ジャニー喜多川の一味(直接の加害者は当のエロじじい1人だが、臭いものに蓋をし続けた罪)とマスコミの多くが加担した若年メンバーへの性加害問題。加害ではなく、犯罪と言うべきであり、被害者が数百人に及ぶとは恐れ入った。男色は衆道(若衆道》として戦国の世にもあったが、不男の天才カリスマプロモーターは、めぼしい美少年たちを食いものにした。生殺与奪を握られた野獣を前に、少年たちが為すすべもなく慰みものになったのは、可哀想なことであった。
しかし、ケタ違いの被害者がいる。この夏7月に、こども家庭庁を中心に府省会議が性犯罪・性暴力対策を強化すべく「こども・若者の性被害防止のための緊急対策パッケージ」を発表したが、あの男が数百人の少年に与えた性犯罪(これでも常軌を逸しているが)に比べてケタ違いの数の幼児や少年たちの被害が今も続いている。
パッケージは冒頭でこう述べる。
≪性犯罪・性暴力は、個人の尊厳を著しく踏みにじる行為である。とりわけ、こどもや若者に対する性犯罪・性暴力は、被害に遭った当事者の心身に長期にわたり有害な影響を及ぼす極めて悪質な行為であって、断じて許すことはできない。≫
そのとおりだ。さらに、≪こども・若者に対する性犯罪・性暴力の根絶を切望する社会全体の声を真摯に受け止め、その実現のため、以下に示す緊急対策を速やかに実施する≫と頼もしい。「加害を防止する強化策」として一番にあげているのは、≪性犯罪・性暴力は一切許容されないとの社会規範を確立するとともに、刑罰法規の適切な運用等により、加害者への厳正な対処を徹底≫。マナーを超越した社会全体の強い認識が必要だ。それを裏打ちするのがルール。すなわち刑罰の運用であり、悪いことをすれば逮捕され社会的にも制裁を受けることを知らしめなければならない。

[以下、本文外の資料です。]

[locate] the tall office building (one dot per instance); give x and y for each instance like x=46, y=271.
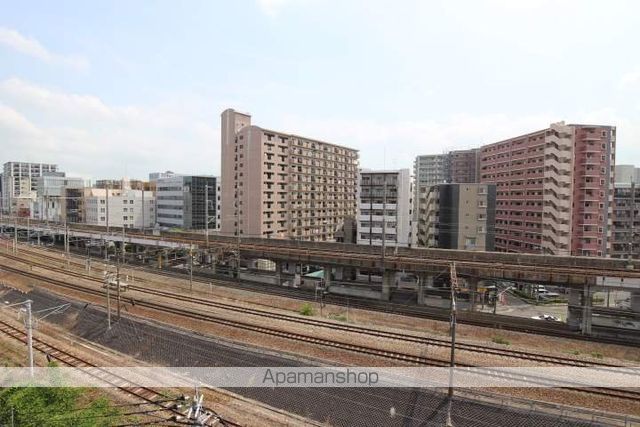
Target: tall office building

啓発が必要だ。子どもたち自身が自らと大切な人を守るという意識が絶対に必要だ。≪こどもたちが、性犯罪・性暴力の加害者にも、被害者にも、傍観者にもならないよう、発達段階に応じて、必要な知識を身に付け≫なければ日本の将来は危うい。
性犯罪歴等をおおやけにする仕組み(日本版DBS)の導入も進行中であるし、保育所や学校等における猥褻行為も含む虐待の防止も喫緊の課題である。相談をする態勢、被害を申告をしやすくする環境も大切だ。被害に遭ってしまった青少年をどう支援するかも待ったなしの課題である。
パッケージは最後をこう締める。
≪こども・若者の性被害を防止するための取組は、次世代を担うこどもたちが健やかに成長できる社会を築く上で、その前提となるものである。本パッケージに記載した各施策については、できるものから直ちに実行していくこととし、今後の検討を要するものについては、その具体化を図った上で、年内を目途に策定することとされている「こども大綱」に盛り込めるよう検討する≫
時間は少ない。昼夜を分かたず関係する官僚と心ある政治家たちは、目下大奮闘していることと思う。